EDUCAÇÃO LIBERAL NA SOCIEDADE LIVRE

Padre James V. Schall, S.J. “Pompeu, tendo então ordenado todas as coisas [...] tomou o rumo de casa [...]. Quando chegou a Mitilene, deu à cidade liberdade [...] e esteve presente no concurso de poetas que periodicamente mantinham [...]. Estava extremamente satisfeito com o teatro e com o modelo que este seguiu, pretendendo erigir semelhante em Roma, maior e mais suntuoso. Quando veio a Rodes, freqüentou as classes de todos os filósofos daquela cidade [...]. Em Atenas, também demonstrou semelhante liberalidade para com os filósofos, e doou cinqüenta talentos para a restauração e embelezamento da cidade [...]. Por todos esses atos esperava retornar à Itália no maior esplendor e glória possíveis ao homem, e encontrar sua família tão desejosa de reencontrá-lo quanto ele se sentia desejoso em revê-los ao voltar para casa. Mas aquela força sobrenatural, cuja competência e tarefa é sempre misturar algum ingrediente de mal nos maiores e mais gloriosos bens da sorte, esteve por um tempo ocupada dentro de sua própria casa, preparando para ele uma triste recepção. Pois Múrcia, durante sua ausência, desonrou o leito conjugal [...].”
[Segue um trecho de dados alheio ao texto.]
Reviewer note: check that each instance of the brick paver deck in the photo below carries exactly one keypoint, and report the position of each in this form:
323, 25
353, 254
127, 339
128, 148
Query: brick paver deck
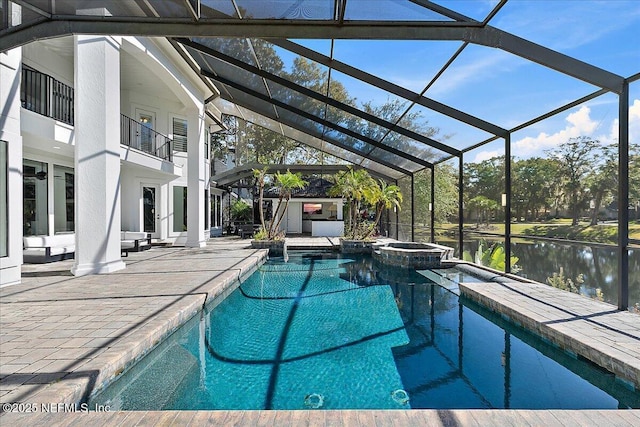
62, 337
592, 329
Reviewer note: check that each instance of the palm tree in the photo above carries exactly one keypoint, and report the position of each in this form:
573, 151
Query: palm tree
286, 183
260, 175
382, 196
351, 185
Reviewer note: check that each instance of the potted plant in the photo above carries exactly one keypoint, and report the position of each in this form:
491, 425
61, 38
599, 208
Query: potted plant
269, 236
361, 190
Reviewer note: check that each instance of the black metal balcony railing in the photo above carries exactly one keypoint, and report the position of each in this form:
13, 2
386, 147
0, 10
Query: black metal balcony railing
45, 95
137, 135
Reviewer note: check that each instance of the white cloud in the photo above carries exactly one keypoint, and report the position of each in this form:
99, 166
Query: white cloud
579, 123
634, 126
482, 66
485, 155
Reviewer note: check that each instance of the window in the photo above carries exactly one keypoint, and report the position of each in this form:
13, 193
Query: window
4, 199
179, 209
63, 199
207, 138
179, 134
312, 208
35, 217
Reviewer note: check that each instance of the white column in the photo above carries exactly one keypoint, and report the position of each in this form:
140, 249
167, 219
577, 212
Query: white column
97, 156
195, 178
10, 74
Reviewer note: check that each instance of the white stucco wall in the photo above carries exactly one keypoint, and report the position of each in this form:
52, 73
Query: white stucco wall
10, 132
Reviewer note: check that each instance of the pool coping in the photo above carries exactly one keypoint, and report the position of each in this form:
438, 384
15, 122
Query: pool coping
591, 329
220, 287
129, 348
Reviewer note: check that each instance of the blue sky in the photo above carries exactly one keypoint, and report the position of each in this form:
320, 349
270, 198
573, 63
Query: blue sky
508, 90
– Plutarco, Vida de Pompeu. “Não estou absolutamente certo dos fatos, mas creio que foi Shakespeare que disse que sempre que um sujeito está se sentindo particularmente fixado às coisas em geral, o destino chega sorrateiramente por detrás com uma ponta de ‘cano de chumbo’. E o que quer insinuar é que o homem está perfeitamente certo”*. – P. G. Wodehouse, Jeeves e o hóspede não convidado.

* N. do T.: “Cano de chumbo” (Lead piping) é uma gíria da língua inglesa para as personagens que não têm absolutamente nenhuma chance, mas continuam teimosamente a lutar. Na citação em questão o humor do texto está no trocadilho do sentido literal com o figurado.

I

Os seres humanos ficam justificadamente perplexos porque os planos mais bem elaborados normalmente não podem ser aproveitados. Talvez, quando pensam sobre o assunto, fiquem até mais confusos ao considerar um mundo, o mundo atual, no qual ao menos alguns de seus planos funcionam bem. Como isso pode acontecer? A atividade humana, afinal de contas, existe num mundo onde pode sujeitar ao menos algumas coisas não humanas aos próprios propósitos, onde ela pode persuadir alguns seres humanos a seguir suas diretrizes. Evidentemente existe alguma correspondência entre a razão humana e as coisas que existem. Por sobre rios, desfiladeiros e estreitos construímos pontes que não caem. Quando assobiamos para chamar nosso cão, ele vem correndo. Não criamos nem o cachorro, nem a habilidade de assobiar, nem o rio, mas inventamos a ponte. O pensamento brota da realidade e a realidade é modificada pelo pensamento ligado, nesse caso, às nossas mãos e à boca com que assobiamos.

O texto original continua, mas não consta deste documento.